The San Francisco law the launderers were challenging did apply equally: To operate in wooden buildings, both Chinese and white laundry owners needed Board of Supervisors permission. However, Matthews explained, to be valid, any regulation must be reasonable—that is, have a legitimate reason for existing and transparent standards for judging compliance that leave no room “for the play and action of personal and arbitrary power.” Almost certainly the laundry law, lacking criteria for granting licenses, did not meet that standard.
Matthews noted that unreasonableness but ducked when deciding the issue. “In the present case we are not obligated to reason from the probable to the actual,” he wrote. Given the city’s record of saying “no” to Chinese laundrymen and “yes” to similarly situated whites, the law clearly discriminated. In the Yick Wo decision’s most oft-quoted sentence, Matthews wrote that even if a law’s wording appears fair, the Constitution bars that statute if it is administered “with an evil eye and unequal hand, so as practically to make unjust and illegal discrimination.”

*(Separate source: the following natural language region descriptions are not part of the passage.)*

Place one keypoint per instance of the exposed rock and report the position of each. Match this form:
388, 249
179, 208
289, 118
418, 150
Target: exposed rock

This thumbs-down, while unusual for the era’s conservative court, was not hard-fought. Only four weeks after accepting briefs, the court unanimously handed down Matthews’s decision. The justices did not regard the matter as racial, but rather saw the offending regulation as an assault on the sacred right to conduct a business without unreasonable government interference.
In the 20th century, Yick Wo anchored a host of challenges to government overreach. In suits involving affirmative action, anti-sodomy laws, the rights of prisoners held at Guantanamo Bay, and others—a roster of more than 150 Supreme Court cases—petitioners have cited precedents set by Chinese laundryman Lee Yick’s refusal to pay a $10 fine.